Due to data limitations, the observations (i.e., the children included in the analysis) may have missing information on one or more indicator or dimension analyzed. The treatment of these missing values will unavoidably introduce a bias, depending on how these values are treated. In CC-MODA, for the single dimension analysis missing values are kept as missing by excluding the observations with missing data in order to provide the most precise and transparent results on each indicator and dimension as they are calculated separately. When carrying out multiple deprivation analysis, however, the missing values are treated as ‘non-deprived’. This is necessary in order to make the denominators of the dimensions comparable across dimensions. In this way, the analysis can be carried out for as many children as possible by using the available information of each child (unless information on all applicable dimensions is missing, in which case the observation is dropped). Moreover, observations are not deleted from the analysis to avoid introducing exclusion error. Dropping observations with missing values on one or more dimensions would introduce an unknown bias if the missing values were not distributed equally across the sample. In order not to distort the construction and the representativeness of the sample the deletion of observations is minimized.

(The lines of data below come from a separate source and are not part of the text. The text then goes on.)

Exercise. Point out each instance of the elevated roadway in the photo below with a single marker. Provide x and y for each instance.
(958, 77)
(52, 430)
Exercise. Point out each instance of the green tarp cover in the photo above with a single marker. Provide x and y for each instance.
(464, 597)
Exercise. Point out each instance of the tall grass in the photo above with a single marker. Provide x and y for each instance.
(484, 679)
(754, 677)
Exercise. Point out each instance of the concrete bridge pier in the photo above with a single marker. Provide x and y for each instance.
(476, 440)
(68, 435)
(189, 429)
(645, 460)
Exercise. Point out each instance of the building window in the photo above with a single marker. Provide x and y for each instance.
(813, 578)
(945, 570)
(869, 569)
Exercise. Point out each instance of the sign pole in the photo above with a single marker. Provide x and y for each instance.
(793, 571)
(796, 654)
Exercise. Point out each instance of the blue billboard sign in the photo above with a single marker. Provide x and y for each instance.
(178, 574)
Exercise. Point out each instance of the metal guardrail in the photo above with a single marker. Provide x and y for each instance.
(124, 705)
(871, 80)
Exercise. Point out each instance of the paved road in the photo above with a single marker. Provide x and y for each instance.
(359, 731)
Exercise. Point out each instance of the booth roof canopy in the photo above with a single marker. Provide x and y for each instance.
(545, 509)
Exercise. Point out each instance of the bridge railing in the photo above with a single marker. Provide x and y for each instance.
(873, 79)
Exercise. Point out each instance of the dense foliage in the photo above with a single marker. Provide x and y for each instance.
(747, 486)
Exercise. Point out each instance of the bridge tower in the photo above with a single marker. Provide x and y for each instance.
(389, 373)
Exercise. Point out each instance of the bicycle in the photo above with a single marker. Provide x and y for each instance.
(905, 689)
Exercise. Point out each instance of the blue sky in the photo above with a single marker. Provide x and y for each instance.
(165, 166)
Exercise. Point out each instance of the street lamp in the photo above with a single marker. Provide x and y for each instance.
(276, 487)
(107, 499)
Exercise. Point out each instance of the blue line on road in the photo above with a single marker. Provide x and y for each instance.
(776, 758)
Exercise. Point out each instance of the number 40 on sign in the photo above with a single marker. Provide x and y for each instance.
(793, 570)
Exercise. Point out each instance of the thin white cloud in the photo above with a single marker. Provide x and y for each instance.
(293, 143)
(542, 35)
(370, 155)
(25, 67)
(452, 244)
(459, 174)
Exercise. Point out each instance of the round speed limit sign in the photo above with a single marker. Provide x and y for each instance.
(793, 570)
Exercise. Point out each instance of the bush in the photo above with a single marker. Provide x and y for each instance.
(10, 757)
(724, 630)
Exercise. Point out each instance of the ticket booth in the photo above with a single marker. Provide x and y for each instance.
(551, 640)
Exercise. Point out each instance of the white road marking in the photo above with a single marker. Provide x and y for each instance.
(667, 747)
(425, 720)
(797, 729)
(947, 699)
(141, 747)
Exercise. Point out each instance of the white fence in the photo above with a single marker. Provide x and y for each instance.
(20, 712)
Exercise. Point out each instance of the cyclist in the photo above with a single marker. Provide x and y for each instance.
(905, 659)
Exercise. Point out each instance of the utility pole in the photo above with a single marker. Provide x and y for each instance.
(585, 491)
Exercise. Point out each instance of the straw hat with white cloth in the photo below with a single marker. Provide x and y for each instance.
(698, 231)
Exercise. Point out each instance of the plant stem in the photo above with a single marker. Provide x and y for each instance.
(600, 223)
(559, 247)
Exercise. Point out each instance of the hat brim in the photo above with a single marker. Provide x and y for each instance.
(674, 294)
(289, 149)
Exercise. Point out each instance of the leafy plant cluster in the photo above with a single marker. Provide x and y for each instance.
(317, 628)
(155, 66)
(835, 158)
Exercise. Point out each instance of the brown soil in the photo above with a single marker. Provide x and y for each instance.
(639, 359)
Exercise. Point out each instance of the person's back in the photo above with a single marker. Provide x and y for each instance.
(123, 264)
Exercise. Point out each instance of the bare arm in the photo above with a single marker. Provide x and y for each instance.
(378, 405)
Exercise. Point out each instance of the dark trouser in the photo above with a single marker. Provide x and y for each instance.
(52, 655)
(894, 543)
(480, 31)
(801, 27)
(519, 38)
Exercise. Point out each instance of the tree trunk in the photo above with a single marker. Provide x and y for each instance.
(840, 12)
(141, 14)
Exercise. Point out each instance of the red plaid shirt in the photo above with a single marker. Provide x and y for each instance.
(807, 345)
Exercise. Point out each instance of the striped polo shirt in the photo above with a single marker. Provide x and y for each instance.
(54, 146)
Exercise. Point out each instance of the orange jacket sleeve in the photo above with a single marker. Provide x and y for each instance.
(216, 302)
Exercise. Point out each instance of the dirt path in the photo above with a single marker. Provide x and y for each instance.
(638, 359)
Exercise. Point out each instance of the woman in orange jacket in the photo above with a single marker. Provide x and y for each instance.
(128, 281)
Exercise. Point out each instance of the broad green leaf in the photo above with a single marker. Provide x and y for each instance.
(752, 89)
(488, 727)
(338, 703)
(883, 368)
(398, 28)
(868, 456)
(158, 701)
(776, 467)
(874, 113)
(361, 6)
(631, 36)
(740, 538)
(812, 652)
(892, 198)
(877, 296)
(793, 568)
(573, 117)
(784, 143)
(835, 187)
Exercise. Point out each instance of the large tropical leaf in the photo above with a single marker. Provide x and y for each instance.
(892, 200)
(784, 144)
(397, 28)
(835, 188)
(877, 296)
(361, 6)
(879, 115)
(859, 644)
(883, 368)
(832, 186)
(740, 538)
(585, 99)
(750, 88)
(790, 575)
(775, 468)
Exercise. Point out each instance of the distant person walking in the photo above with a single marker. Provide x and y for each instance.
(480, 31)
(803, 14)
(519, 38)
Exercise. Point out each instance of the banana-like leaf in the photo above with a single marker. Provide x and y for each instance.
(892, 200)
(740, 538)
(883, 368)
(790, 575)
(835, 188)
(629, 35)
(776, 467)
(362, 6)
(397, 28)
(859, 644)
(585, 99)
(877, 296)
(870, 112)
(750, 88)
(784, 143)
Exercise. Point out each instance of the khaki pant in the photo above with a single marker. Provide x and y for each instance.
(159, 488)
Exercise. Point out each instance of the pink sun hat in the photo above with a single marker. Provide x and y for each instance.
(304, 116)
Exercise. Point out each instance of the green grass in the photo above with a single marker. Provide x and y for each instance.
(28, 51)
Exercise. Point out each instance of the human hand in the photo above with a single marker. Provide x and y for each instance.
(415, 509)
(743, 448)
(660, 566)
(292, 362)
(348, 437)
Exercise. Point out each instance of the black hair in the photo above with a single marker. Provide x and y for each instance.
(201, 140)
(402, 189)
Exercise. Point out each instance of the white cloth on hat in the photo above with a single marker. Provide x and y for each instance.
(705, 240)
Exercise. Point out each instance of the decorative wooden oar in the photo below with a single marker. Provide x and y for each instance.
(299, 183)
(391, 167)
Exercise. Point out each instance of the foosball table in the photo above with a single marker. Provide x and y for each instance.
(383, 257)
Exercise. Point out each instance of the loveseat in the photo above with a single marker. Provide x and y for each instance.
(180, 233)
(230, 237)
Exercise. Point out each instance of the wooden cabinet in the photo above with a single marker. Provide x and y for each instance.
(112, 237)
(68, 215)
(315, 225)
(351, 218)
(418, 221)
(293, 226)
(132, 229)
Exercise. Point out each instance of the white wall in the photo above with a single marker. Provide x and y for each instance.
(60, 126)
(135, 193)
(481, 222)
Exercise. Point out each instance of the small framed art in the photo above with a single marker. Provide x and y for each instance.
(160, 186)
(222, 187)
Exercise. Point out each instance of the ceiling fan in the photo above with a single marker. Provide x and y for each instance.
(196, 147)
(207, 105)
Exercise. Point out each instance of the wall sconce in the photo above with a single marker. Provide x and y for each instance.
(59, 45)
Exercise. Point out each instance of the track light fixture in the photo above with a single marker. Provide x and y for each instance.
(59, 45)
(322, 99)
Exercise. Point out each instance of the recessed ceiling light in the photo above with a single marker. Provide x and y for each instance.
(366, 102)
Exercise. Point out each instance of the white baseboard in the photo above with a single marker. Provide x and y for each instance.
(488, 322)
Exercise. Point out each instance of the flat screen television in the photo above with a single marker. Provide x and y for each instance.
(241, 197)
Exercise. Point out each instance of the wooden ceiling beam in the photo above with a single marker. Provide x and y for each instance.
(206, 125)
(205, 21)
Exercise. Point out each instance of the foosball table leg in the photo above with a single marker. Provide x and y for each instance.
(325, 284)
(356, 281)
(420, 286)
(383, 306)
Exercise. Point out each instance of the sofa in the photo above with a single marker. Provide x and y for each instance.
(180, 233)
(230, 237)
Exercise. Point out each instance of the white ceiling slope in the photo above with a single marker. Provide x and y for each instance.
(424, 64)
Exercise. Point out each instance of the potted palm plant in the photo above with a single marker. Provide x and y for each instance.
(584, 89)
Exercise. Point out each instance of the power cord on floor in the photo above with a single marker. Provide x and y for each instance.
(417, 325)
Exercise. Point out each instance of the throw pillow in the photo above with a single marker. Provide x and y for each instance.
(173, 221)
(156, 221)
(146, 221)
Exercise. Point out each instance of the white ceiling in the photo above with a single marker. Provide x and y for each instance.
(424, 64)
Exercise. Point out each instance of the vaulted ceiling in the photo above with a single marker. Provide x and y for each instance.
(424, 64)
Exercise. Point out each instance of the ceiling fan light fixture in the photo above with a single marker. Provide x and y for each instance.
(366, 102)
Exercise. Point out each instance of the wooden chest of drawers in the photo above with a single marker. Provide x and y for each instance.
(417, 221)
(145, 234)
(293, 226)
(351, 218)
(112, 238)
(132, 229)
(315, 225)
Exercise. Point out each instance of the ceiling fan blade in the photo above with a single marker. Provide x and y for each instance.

It is acknowledged that the treatment of missing values creates an unavoidable bias in the analysis. The direction of the bias can however be assessed. The web portal provides a table showing the percentage of missing values per indicator and per dimension for each country in order to indicate the possible extent to which there may be an underestimation of the deprivation levels (see the Data availability section on the web portal). Additionally, countries or age groups that have an incidence of missing values of more than one third on any of the dimensions are excluded from the analysis. Such countries and age groups cannot be included because the comparability across countries can be seriously impaired if a large proportion of children is classified as non-deprived due to data treatment. Furthermore, a sensitivity analysis has been carried out showing how the results would change if the observations with missing values on two or more dimensions were excluded from the analysis, or if the missing values were treated as ‘deprived’ instead of ‘non-deprived’ (see the Sensitivity analysis section on the web portal).